The above commands assume the name of the minimega container is minimega. The name of the local tap created (in this case, temp-tap) can be whatever, but the value for the VLAN tag must match the numerical ID of the VLAN that's mapped to the VLAN alias used in the tap (or break) component configuration.

Using host networking mode for the minimega container allows for all the above nonsense to be skipped.

User-defined Components

The following Scorch component types have been developed external to the main phenix repository and are available in the phenix-apps repository, which also includes README-based documentation for each. They are all developed in Python, and leverage common helper classes that ease the development of user components.

  • art
  • cc
  • ettercap
  • hoststats
  • snort
  • tcpdump
  • vmstats

Scorch Table

The Scorch table, accessible as one of the tab selections within the phenix UI, lists all possible Scorch apps available based on the experiments established in phenix. The following columns or functions are available:

  • Experiment name
  • Experiment status: this reports on the status of the experiment — an experiment must be running for a Scorch app to start
  • Scorch app status: this will report the running or stopped status of the Scorch app itself
  • Terminal: if the Scorch app has reached a break point, a terminal will be available — if clicked, a terminal dialog will be opened and is running on the phenix host system
  • Find an Experiment: similar to the search fields in other tables within the phenix UI, it is possible to filter experiment names based on terms entered here

Scorch Table

Scorch Pipeline

Scorch pipelines are available on the Scorch table in the phenix UI. The table is sorted by Experiment name by default. Only those experiments with the Scorch app configured in the scenario configuration will be listed in the table. It is possible to start or stop an experiment, as well as start or stop a Scorch component. Finally, if a terminal is available when a break point is reached in a running Scorch app, it can be accessed from the table.

The Scorch pipeline provides a graphical representation of the Scorch app, including the configure, start, stop, and cleanup stages. If the Scorch app provides output for a given step, or component, users can click into the component and receive the output. A user can access the terminal if a break point is reached by clicking on the component. As with the terminal access described above, a dialog will be presented with a terminal running on the phenix host system.

Scorch Pipeline

The following functions are also available in the Scorch pipeline UI:

  • Return to the table: a button that will return to the Scorch table
  • Scorch app status: a button that will allow a running Scorch app to be stopped or started depending on the current status

Return to Scorch table

Stopped or Started button

Stages

For a given Scorch pipeline, there are four stages of execution:

  1. configure
  2. start
  3. stop
  4. cleanup

A Scorch component may implement any or all of the various stages, and Scorch will execute each stage inside the components in order. Each component can be configured in the Scorch app scenario configuration file.

* There is additional done stage in the UI obtained when cleanup has been completed. It is meant to report the completion of all stages in the Pipeline UI.
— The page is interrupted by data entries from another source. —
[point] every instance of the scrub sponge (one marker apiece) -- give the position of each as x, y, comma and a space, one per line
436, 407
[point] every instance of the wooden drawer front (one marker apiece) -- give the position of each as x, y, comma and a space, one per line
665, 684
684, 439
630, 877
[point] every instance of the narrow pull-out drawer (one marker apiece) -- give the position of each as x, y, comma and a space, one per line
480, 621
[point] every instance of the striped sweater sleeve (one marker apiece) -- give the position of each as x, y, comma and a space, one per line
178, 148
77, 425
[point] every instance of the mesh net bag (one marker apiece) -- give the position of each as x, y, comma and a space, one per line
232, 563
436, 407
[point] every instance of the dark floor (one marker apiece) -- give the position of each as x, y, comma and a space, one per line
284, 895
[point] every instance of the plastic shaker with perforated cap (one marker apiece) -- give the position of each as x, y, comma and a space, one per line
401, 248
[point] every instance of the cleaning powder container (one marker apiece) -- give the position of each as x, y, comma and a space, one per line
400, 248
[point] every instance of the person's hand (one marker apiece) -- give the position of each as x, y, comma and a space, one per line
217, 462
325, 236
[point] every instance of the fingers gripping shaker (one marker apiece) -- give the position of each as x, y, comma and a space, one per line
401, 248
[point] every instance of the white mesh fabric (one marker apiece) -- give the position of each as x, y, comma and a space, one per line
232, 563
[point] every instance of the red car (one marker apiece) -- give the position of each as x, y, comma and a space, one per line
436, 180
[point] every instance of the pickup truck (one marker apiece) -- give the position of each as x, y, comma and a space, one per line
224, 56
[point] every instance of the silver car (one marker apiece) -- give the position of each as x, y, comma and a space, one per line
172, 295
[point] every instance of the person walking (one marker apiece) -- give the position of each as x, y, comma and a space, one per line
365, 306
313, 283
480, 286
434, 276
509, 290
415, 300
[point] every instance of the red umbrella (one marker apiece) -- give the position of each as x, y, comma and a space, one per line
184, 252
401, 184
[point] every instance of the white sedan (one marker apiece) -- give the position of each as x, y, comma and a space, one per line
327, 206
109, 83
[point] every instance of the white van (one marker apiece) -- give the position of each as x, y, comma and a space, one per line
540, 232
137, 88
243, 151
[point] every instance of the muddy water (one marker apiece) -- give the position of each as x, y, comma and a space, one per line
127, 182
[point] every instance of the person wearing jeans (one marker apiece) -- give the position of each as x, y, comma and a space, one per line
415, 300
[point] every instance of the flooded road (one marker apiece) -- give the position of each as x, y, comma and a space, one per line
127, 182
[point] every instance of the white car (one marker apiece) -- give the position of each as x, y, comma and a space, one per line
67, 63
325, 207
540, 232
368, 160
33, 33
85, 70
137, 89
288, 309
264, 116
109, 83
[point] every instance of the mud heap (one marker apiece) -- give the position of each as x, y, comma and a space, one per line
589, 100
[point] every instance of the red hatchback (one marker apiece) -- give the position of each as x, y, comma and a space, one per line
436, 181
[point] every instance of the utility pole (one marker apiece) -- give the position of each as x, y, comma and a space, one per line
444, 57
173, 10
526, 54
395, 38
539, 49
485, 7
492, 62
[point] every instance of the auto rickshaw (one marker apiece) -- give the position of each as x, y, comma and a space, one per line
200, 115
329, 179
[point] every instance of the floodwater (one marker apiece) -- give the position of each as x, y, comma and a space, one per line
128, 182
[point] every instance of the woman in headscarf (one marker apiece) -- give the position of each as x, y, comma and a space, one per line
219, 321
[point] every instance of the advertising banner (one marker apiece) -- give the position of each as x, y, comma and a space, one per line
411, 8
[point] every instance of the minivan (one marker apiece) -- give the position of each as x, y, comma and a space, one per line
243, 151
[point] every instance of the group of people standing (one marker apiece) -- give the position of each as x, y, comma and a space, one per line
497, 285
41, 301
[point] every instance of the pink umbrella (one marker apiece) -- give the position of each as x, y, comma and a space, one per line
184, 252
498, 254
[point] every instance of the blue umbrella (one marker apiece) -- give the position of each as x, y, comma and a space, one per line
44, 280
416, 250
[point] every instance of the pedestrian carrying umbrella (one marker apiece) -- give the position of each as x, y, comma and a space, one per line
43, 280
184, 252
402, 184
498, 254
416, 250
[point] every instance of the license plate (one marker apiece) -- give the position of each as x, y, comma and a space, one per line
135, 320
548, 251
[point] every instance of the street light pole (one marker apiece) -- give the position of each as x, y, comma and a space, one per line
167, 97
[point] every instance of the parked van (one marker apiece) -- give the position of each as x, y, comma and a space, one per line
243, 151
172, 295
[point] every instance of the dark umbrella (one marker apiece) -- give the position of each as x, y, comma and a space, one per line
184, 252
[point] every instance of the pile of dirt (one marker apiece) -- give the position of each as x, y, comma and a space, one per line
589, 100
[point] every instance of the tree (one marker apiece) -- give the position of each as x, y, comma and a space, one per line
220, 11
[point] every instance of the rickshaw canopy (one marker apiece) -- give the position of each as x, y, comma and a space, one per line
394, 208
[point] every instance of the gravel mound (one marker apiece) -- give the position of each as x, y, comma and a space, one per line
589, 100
It's completely up to the component developer if and how an execution stage is implemented and handled by the component. If a component is configured in the Scorch app to be executed as part of a stage, but the component does not implement said stage, then the Scorch app will happily continue on to the next component in the stage (unless the component errors out if the current stage is not implemented, in which case the Scorch run will fail).

Pipeline Stages

The following indicators are presented for each component of the Scorch app:

  • Uninitialized: a component has not yet been reached or initialized — if the component has not yet been run, all components will be identified as uninitialized
  • Running: the component is currently running and has not yet been completed
  • Success: the component has completed successfully
  • Break Point: a break component has been reached — a terminal should be accessible by clicking on the component
  • Backgrounded: a component is running in the background
  • Failure: a component has failed for some reason — reporting on the failure may be accessible by click on the component

Legend

Loops are also available within a Scorch app and are included in the configuration file. A loop supports looping within a given component through additional components. Once a loop is completed, the next component is executed. There is no limit on the number of loops or depth of them. The Scorch pipeline UI supports access to each loop and will report the depth in the pipeline's title. The first loop in the scorch-demo app is presented in the following example; clicking the return button will return the display one level up in the loop chain (or ending at the parent Scorch app).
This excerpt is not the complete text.